One of my goals was to attend the temple weekly.  I picked Friday afternoon as my ritual time.  My temple is the Jordan River Temple.  Even though I’ve lived here a year, I’ve never been to that temple, because I’ve always believed that the Salt Lake Temple is the one and only true temple, and I was willing to drive a half hour to get there.  Now that I had decided to attend weekly, I thought it easier to keep the goal if I only drove five minutes down the hill.

So one Friday, I started down said hill, turned left on Bangerter Highway, turned right and made my way to Redwood Road.  Lo and behold, the temple was nowhere to be seen.  It had disappeared.  I became anxious.  Here I had decided to do this “good” thing, to attend the temple, the Jordan River Temple, no less, and I couldn’t find it.  I had seen it every single day and now, while I was full of righteous desires, the temple had disappeared in a cloud.

I remembered what Tom had told me about his mission:  that whenever someone was to be baptized, a crisis always arose during the week before the baptism.
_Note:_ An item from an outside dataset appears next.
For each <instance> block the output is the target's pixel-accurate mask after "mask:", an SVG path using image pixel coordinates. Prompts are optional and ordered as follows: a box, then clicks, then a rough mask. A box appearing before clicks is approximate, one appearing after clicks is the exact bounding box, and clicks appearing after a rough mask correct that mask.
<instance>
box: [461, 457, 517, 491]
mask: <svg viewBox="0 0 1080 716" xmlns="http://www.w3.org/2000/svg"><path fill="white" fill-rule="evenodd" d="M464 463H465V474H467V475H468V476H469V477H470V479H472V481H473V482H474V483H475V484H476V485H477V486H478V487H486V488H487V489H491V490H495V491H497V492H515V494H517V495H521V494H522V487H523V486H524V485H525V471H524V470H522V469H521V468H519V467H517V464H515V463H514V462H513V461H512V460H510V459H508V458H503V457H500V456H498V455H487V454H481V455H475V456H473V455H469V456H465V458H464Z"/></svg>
He and his companion would stop by the newly converted’s house and pray with them each night to avoid some overwhelming disruption.

I drove up and down Redwood Road, flummoxed.  I decided to drive back up the hill and have a look down at the valley again.  I did this and found the temple had reappeared further south than I remembered it to be.  I found it, went inside and was overcome with how drab the interior of the temple was.   Don’t think about it, I thought.  That isn’t what’s important.  But to tell you the truth, space, light and beauty matter a lot to me, and so I spent half the session praying to overcome my sensibilities.
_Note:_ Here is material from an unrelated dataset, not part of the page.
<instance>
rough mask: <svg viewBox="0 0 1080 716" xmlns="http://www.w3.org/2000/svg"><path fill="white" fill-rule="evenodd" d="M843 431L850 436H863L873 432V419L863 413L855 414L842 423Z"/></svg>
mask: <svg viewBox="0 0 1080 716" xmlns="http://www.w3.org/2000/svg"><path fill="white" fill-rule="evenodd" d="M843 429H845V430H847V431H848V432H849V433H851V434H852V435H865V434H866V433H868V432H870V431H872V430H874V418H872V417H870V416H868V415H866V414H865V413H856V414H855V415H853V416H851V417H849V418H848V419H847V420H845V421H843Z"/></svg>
The next week, I noticed none of this.  I paid it no mind.

I felt good about my decision to attend the temple weekly.  I felt like I was making some spiritual progress.

Then Sunday came.  Sacrament meeting was okay.  Sunday School was spectacular, but I thought my brain would explode in Relief Society, where the lesson was on Elder Uchdorf’s talk, “Lift Where You Stand.”  Once again, I had to hear the story of John Moyle, stone mason, who walked 22 miles each Monday to work on the Salt Lake Temple and back again on Friday nights.  (He had to set out at two in the morning).  Then he had an accident and doctors had to amputate his leg.  He carved  himself a wooden leg, practiced using it, until he could walk the 22 miles again, only this time in agonizing pain.
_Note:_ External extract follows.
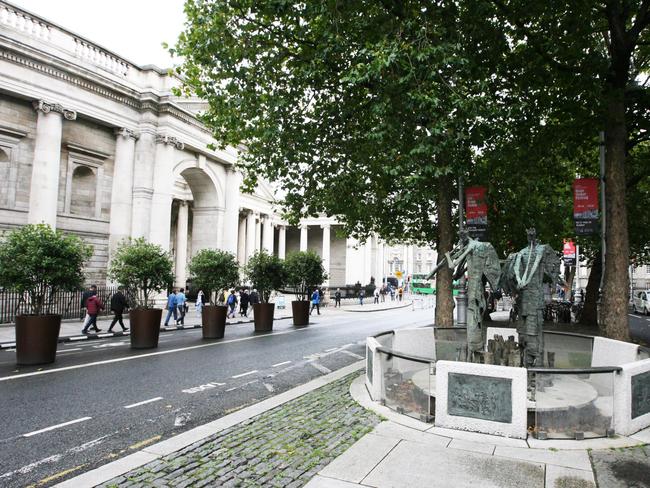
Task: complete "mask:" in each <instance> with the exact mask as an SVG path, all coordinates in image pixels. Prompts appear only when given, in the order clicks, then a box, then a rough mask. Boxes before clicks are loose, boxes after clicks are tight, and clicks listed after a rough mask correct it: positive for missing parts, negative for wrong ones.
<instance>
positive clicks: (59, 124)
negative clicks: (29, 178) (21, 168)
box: [27, 100, 77, 228]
I liked this story the first time I heard it, but last Sunday I felt like I could never do enough.  Going to the temple once a week?  Big deal.  Reading scriptures?  Big deal.  Being kind?  Very big deal.  I collapsed under the weight of that amputated leg and those 22 miles.  I wanted to fall forward off my chair and foam at the mouth.  I didn’t, of course.  I exaggerated the whole thing to Tom and then later that day to my home teacher, who was thoroughly entertained.

Indeed, nothing is ever good enough.  Otherwise, we wouldn’t need a savior. What business do I have competing with John Moyle or he with me?  What business do I have competing spiritually with anyone at all?  Life isn’t a speedball game.

Spring:  it’s a time of renaissance and getting real.